ST. PETERSBURG — The suspense was supposed to be building at a special tribute to longtime Republican U.S. Rep. C.W. Bill Young on Saturday night, because everyone knew the story line:
Would Young decide 40 years in the U.S. House is enough, and announce his retirement? Or would he discuss plans to seek another term?
But before he stood up to speak, U.S. Rep. Pete Sessions, R-Texas, let the news slip: "I will say to you, this is not Bill Young's swan song tonight."
That brought a round of applause.

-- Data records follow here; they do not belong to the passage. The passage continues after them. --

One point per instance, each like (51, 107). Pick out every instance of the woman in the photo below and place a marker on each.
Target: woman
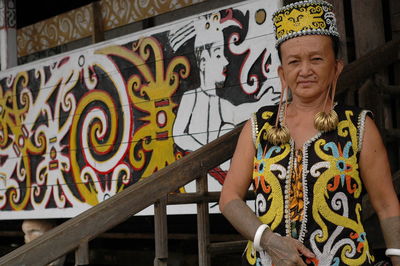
(310, 160)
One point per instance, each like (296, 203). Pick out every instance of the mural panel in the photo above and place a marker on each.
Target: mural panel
(78, 128)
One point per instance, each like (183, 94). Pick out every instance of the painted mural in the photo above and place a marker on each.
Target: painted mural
(77, 128)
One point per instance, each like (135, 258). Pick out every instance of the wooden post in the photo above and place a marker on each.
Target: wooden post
(394, 7)
(203, 222)
(161, 232)
(82, 254)
(368, 35)
(339, 12)
(8, 34)
(98, 29)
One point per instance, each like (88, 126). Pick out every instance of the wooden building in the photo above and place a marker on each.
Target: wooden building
(370, 32)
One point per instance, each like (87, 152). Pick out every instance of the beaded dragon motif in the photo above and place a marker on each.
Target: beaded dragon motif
(342, 170)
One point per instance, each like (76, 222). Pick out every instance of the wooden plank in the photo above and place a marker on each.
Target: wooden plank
(67, 236)
(82, 254)
(355, 73)
(227, 247)
(368, 25)
(98, 29)
(340, 20)
(395, 22)
(368, 210)
(368, 35)
(161, 232)
(394, 6)
(203, 223)
(187, 198)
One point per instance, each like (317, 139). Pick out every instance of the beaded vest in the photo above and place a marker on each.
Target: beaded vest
(332, 189)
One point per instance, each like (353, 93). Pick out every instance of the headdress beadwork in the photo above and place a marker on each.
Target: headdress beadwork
(312, 17)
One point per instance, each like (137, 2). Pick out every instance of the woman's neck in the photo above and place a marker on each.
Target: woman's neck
(312, 106)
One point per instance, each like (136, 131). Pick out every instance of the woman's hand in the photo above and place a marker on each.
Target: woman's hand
(284, 250)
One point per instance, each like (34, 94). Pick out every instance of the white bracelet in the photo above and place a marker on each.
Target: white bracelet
(392, 252)
(257, 237)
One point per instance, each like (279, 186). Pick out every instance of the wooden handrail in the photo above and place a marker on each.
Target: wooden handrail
(104, 216)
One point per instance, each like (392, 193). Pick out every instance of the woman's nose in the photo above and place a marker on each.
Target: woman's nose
(305, 68)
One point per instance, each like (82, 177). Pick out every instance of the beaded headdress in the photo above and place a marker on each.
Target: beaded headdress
(311, 17)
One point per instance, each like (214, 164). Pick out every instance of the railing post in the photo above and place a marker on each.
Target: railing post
(203, 222)
(161, 232)
(82, 254)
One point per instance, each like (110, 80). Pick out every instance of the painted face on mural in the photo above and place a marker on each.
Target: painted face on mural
(213, 65)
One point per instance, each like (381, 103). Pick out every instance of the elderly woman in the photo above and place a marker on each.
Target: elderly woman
(310, 160)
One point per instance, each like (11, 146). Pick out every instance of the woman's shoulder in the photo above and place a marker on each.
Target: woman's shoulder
(356, 111)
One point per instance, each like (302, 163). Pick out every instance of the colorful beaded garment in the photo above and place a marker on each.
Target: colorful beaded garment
(326, 209)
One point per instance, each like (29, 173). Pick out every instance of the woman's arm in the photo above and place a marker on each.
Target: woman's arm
(375, 172)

And shortly after that, Young shed a little more light on his decision to run for a 21st term in Congress by referring to his outspoken wife Beverly, an activist for supporting U.S. troops.

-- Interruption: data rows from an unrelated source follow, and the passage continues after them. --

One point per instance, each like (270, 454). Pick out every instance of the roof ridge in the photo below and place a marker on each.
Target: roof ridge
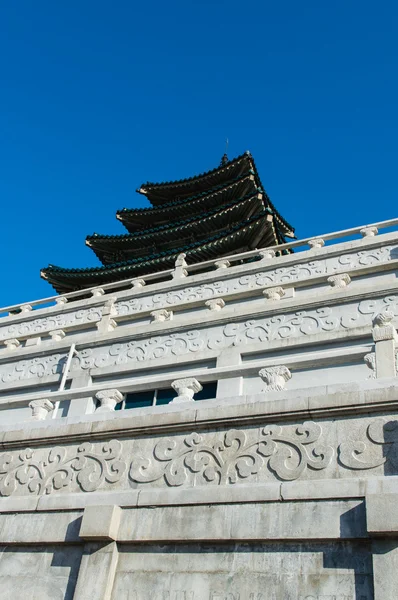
(170, 183)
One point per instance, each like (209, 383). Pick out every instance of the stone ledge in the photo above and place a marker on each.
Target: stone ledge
(382, 514)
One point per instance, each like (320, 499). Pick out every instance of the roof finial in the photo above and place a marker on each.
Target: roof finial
(224, 159)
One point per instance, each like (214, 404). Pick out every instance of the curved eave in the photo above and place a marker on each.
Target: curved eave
(158, 193)
(141, 218)
(105, 247)
(255, 232)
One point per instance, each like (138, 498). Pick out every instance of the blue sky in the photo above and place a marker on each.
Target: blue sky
(99, 97)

"Beverly told me that if I didn't run, she was going to," Young said. So he thought, "maybe I better stay on the job."
Young told the crowd of about 500 that he wasn't trying to be coy about his decision whether to run for re-election. He simply doesn't believe in long campaigns or even in raising campaign money during non-election years.
But now that it's 2010, he said, he's excited about running again.
In fact, most of the talk about retirement at this dinner concerned someone else.
"Retiring Nancy Pelosi is a national project," said Sessions, who is chairman of the National Republican Congressional Committee, and was keynote speaker Saturday.
The dinner was an annual fundraising event for the Pinellas Republican Party and featured other notables including Gov. Charlie Crist, state Sen. Dennis Jones and U.S. Reps. Adam Putnam and Gus Bilirakis.
This dinner was cast as a tribute to Young because, with nearly 40 years in Congress and 10 years in the state Senate, Young has spent a half-century in office. He has never lost an election.
After confirming his plans to run again, Young alluded to the fact that Republicans have been derided as "the party of no." He said he would continue to fight "radical left" ideas.
"I voted against the bailout, and I'm going to do it again," he said to applause.
"I voted against the stimulus, and I'm going to do it again," he added.
"I voted against the government takeover of our health programs, and I'm going to do it again."
Young served in the state Senate when Republicans were scarce and spent long years in the minority in the Democrat-controlled U.S. House. He gained more power after Republicans took control of the House in the 1990s.
Young, 79, rose through the ranks of the powerful Appropriations Committee, eventually becoming its chairman. Now he is back in the minority, but still a senior member of the committee.
Although Young often has faced only token opposition, or none at all, this time Democratic state Sen. Charlie Justice has begun to campaign for the seat. Like Young, Justice served a decade in the Legislature before running for Congress.
Young served for decades alongside another longtime Pinellas Republican representative, Michael Bilirakis, whose son Gus succeeded him in office. On Saturday, Gus Bilirakis read aloud from a letter his father wrote to Young: "When you decide to retire, retirement is pretty nice."
Young said after the dinner that he would let voters know he is concerned about "the direction the present leadership is taking the country." In particular, he said he's worried about "a country that is coming closer to bankruptcy."
"When I was chairman," of the Appropriations Committee, Young said, "We balanced the budget."